The presiding judge, judge and chief offender;

Judges Kim Gin-soo

Judges flooded Jins

Note tin

1) On July 2014, FE had the Defendant B at the “AX coffee shop” located at the end of the end of the day of July, 2014, or he had the Defendant B at present due to election expenses.

As far as possible, a public prosecutor demanded to repay all of his or her elections at the same time. The public prosecutor submitted this letter to the public prosecutor.

The evidence alone is insufficient to prove that E and Defendant B were fluent with the foregoing date and place at the above time and place, but it is not sufficient to prove that they were fluent with them.

The fact that around July 2014, this Court demanded this Defendant B to repay the charge of election charge is based on the evidence duly adopted and examined by this Court.

As seen below, the criminal facts were sufficiently recognized (see, e.g., Supreme Court Decision 26 pages 26) ex officio.

2) See No. 1 of each note.

3) See No. 1 Notes

4) A crime that Defendant B offered a bribe of KRW 40 million to E on behalf of Defendant B with payment due to an election charge due to Party B.
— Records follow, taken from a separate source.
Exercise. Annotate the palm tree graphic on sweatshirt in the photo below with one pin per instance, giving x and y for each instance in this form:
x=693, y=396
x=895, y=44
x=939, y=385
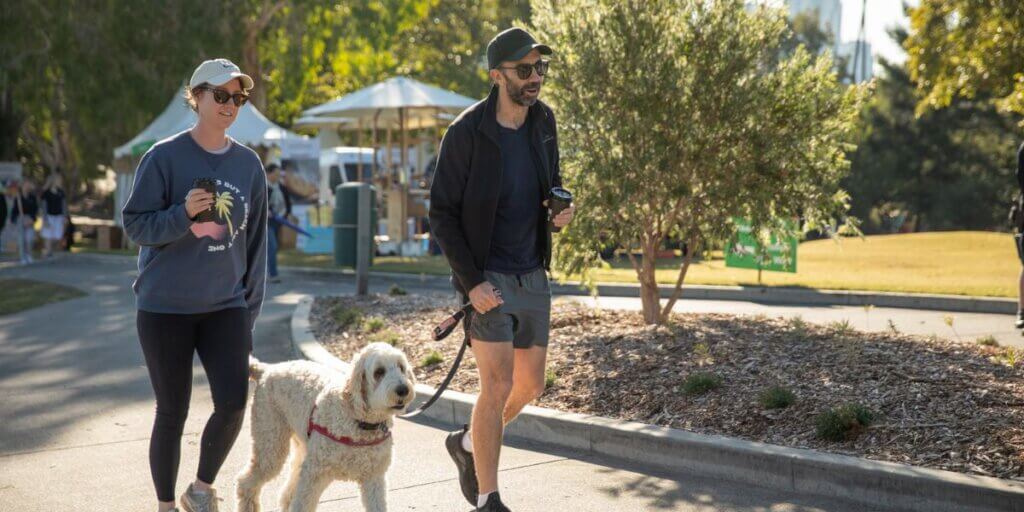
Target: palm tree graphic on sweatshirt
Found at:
x=222, y=205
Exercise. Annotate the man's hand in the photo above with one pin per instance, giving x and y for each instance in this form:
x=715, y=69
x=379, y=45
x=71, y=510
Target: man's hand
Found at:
x=197, y=201
x=485, y=297
x=563, y=217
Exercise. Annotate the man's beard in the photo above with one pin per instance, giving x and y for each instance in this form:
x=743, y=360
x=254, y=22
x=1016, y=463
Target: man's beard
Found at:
x=518, y=95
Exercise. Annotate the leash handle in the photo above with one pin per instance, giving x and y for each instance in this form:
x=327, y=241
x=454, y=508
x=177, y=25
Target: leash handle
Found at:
x=444, y=328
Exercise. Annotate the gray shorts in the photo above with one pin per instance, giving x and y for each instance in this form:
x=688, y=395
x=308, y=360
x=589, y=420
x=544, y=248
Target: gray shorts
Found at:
x=524, y=318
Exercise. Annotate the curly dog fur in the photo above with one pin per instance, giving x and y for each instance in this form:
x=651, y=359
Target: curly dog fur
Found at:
x=380, y=385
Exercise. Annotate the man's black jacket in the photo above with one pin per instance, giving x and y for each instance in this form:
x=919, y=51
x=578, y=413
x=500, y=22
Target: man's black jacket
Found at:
x=467, y=180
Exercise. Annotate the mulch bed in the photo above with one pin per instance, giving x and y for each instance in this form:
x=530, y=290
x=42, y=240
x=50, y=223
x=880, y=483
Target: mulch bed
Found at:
x=938, y=403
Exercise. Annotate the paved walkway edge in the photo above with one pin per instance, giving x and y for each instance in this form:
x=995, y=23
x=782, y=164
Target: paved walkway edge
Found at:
x=765, y=295
x=873, y=483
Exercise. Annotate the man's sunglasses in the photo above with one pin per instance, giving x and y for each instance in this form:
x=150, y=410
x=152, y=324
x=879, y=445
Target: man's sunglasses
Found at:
x=221, y=96
x=523, y=71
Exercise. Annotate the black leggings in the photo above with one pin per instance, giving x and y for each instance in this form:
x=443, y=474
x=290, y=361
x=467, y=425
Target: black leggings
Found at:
x=223, y=341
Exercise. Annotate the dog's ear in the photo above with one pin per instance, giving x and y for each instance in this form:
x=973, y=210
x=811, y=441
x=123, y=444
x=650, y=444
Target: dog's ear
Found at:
x=355, y=389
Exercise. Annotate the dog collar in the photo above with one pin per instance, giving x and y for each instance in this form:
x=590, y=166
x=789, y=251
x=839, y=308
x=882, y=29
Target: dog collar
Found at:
x=314, y=427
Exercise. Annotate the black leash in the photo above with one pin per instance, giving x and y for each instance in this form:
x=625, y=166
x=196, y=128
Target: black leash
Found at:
x=441, y=332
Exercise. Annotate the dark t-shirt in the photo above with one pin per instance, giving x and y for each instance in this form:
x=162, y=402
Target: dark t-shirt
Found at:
x=28, y=206
x=514, y=246
x=54, y=202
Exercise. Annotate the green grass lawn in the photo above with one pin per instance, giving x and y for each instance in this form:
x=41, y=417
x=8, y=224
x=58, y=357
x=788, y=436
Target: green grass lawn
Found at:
x=954, y=263
x=19, y=295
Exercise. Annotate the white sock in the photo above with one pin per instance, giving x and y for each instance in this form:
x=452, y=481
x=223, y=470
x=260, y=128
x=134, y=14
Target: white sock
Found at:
x=481, y=500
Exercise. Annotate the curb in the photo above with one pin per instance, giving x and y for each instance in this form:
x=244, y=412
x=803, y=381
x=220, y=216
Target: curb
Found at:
x=764, y=295
x=872, y=483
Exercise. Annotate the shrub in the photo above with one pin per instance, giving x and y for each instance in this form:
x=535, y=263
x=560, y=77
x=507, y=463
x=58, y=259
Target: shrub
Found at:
x=347, y=317
x=373, y=325
x=389, y=337
x=844, y=423
x=988, y=341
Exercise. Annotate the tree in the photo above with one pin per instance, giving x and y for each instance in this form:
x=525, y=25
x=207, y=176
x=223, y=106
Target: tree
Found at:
x=968, y=49
x=918, y=167
x=676, y=116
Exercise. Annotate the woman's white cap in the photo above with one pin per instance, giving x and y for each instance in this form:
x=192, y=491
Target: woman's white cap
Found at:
x=219, y=72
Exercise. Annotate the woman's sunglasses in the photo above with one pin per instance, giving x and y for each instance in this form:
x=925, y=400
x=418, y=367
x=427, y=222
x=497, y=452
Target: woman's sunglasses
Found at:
x=523, y=71
x=221, y=96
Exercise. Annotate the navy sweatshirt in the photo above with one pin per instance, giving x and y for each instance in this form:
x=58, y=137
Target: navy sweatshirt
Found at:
x=197, y=267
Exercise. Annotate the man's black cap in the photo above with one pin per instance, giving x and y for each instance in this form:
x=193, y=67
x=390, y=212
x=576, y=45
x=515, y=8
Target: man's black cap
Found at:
x=512, y=44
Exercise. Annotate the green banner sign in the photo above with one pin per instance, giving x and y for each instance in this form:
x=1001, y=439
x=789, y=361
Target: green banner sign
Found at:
x=742, y=251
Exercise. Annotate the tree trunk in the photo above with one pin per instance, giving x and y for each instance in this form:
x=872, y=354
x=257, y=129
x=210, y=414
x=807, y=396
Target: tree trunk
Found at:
x=10, y=125
x=649, y=296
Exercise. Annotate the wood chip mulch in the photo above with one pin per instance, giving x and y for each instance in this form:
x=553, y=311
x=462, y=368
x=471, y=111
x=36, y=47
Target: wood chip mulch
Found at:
x=940, y=404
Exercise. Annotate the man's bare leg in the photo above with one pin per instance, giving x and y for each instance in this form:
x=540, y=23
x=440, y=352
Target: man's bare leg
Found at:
x=527, y=380
x=1020, y=295
x=495, y=364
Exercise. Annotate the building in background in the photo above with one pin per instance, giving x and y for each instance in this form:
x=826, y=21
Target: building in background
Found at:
x=860, y=65
x=829, y=13
x=859, y=58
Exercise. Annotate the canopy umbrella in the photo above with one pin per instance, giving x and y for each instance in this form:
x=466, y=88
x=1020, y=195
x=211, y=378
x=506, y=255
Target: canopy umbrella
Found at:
x=398, y=103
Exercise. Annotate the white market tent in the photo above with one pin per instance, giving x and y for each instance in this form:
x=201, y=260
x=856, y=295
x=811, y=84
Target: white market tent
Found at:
x=400, y=99
x=398, y=104
x=251, y=128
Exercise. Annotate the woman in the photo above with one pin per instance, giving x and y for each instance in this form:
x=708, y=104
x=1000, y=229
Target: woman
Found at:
x=55, y=210
x=198, y=210
x=24, y=217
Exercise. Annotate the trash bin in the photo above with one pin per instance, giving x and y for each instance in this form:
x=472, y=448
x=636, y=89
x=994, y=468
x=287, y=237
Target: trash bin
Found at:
x=346, y=216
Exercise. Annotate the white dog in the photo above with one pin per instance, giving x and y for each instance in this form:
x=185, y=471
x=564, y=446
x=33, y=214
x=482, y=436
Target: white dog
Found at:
x=339, y=430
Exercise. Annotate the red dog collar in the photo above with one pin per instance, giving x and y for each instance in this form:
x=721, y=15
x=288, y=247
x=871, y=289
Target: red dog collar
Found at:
x=313, y=427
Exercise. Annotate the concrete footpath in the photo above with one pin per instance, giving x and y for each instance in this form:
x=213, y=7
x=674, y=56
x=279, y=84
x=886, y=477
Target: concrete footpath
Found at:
x=77, y=409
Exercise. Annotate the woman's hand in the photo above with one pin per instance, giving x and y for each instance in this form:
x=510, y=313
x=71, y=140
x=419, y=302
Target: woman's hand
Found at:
x=197, y=201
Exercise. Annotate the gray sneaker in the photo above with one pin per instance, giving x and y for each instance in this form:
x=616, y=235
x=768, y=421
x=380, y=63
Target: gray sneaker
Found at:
x=195, y=502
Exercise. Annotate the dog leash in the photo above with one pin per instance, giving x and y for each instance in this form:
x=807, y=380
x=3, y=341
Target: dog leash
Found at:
x=441, y=332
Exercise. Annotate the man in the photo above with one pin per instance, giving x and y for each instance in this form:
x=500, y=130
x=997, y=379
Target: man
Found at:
x=497, y=163
x=280, y=205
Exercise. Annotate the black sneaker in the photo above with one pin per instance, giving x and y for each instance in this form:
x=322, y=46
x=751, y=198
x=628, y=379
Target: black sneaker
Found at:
x=463, y=461
x=494, y=504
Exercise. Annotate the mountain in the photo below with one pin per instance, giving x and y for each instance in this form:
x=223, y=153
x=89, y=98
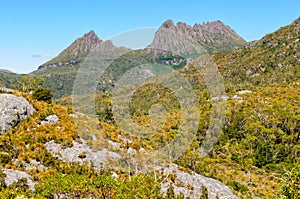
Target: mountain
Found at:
x=169, y=43
x=200, y=39
x=272, y=60
x=8, y=78
x=76, y=52
x=256, y=154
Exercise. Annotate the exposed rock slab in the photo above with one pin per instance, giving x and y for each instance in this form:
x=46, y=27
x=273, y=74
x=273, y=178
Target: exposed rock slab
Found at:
x=13, y=110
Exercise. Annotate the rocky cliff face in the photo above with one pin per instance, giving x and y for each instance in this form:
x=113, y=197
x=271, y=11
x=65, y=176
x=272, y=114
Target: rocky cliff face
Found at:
x=76, y=52
x=198, y=39
x=13, y=110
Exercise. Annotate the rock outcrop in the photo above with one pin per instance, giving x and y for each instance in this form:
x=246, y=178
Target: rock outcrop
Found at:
x=183, y=39
x=76, y=52
x=13, y=110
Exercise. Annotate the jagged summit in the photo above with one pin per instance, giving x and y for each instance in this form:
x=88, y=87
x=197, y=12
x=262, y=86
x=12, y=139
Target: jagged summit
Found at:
x=206, y=38
x=76, y=52
x=297, y=21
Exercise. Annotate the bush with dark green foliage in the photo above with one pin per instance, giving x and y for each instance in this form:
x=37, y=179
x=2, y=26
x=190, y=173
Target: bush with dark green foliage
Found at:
x=290, y=188
x=42, y=94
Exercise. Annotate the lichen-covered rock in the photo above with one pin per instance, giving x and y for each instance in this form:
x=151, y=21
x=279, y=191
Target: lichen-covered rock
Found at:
x=15, y=175
x=190, y=183
x=13, y=110
x=51, y=119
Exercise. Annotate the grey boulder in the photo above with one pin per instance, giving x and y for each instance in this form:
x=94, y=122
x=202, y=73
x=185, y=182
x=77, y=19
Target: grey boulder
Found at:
x=13, y=110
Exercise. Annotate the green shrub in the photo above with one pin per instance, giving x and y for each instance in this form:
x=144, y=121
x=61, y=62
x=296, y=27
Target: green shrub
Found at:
x=42, y=94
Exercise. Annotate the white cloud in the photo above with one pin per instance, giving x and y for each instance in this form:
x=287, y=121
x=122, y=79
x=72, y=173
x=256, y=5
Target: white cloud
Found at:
x=43, y=56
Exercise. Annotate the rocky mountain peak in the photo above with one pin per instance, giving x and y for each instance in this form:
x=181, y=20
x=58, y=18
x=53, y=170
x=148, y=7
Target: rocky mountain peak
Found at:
x=297, y=21
x=168, y=24
x=198, y=39
x=76, y=52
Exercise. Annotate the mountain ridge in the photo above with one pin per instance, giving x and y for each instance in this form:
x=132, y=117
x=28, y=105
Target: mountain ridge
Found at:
x=76, y=52
x=206, y=38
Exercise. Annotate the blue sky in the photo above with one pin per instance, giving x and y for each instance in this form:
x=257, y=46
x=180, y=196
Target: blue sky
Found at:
x=34, y=31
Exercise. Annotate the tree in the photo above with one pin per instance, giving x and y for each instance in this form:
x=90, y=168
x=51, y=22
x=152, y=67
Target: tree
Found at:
x=290, y=187
x=27, y=83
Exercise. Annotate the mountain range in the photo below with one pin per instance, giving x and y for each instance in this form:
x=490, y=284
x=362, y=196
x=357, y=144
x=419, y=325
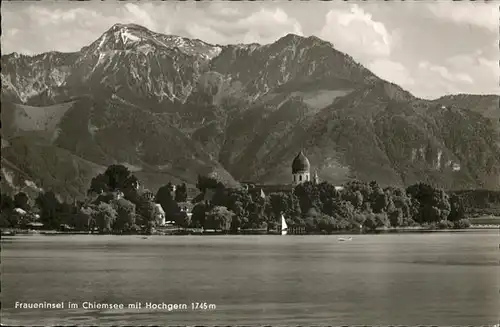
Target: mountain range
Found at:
x=170, y=108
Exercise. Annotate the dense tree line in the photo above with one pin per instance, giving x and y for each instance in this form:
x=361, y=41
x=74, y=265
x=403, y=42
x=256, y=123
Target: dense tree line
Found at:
x=116, y=204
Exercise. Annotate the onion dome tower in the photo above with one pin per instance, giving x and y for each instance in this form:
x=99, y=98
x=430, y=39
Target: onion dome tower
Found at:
x=301, y=169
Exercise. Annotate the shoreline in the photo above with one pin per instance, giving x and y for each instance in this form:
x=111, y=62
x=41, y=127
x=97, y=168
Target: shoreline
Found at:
x=18, y=232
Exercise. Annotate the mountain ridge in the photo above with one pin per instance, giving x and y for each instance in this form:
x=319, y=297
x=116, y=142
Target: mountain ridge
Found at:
x=244, y=110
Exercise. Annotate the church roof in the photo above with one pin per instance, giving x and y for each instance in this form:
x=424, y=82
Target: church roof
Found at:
x=300, y=163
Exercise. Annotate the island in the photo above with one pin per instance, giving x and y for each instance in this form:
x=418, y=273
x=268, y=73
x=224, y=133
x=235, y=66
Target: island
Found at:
x=117, y=204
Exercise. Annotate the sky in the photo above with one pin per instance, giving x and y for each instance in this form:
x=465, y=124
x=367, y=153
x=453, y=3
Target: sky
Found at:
x=430, y=48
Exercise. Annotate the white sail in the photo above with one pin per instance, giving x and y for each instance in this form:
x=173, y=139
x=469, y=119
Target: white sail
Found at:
x=284, y=227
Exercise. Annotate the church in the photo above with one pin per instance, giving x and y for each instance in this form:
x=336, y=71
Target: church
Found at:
x=300, y=173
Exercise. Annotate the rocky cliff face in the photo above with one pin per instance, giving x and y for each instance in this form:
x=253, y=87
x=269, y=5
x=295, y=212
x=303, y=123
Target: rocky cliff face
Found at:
x=178, y=107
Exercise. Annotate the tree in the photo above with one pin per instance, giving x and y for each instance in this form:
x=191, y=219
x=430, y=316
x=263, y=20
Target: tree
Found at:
x=21, y=200
x=125, y=215
x=219, y=218
x=6, y=202
x=105, y=216
x=87, y=215
x=181, y=193
x=117, y=176
x=198, y=218
x=165, y=197
x=99, y=184
x=205, y=182
x=376, y=220
x=183, y=220
x=49, y=207
x=457, y=208
x=433, y=204
x=308, y=195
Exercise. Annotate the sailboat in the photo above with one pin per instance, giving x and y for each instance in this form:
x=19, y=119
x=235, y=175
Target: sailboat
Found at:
x=284, y=226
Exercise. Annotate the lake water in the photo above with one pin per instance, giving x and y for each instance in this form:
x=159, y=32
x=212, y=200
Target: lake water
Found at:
x=408, y=279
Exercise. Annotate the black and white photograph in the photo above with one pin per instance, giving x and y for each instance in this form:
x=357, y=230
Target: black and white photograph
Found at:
x=250, y=163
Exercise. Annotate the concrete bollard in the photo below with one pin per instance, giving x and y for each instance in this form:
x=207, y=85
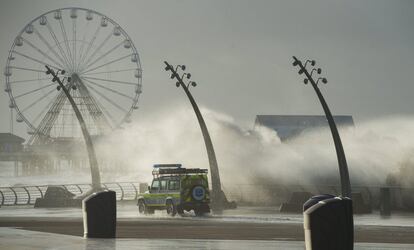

The facts of the crime are the facts of the crime referred to in 2017Gohap62, and the election due to E-L is to be paid by Defendant B on behalf of Defendant B.

In addition, the facts constituting the crime of offering a bribe of KRW 20 million have been recognized as the facts constituting the crime of KRW 2017,000. Accordingly, Defendant B E

The total amount of a bribe offered to the person shall be 20 million won.

5) On May 20, 2014, considering that A reported to Defendant E on May 20, 2014, the time when the meeting of the countermeasures was held shall be the date that reaches that time.

Therefore, the date was modified ex officio.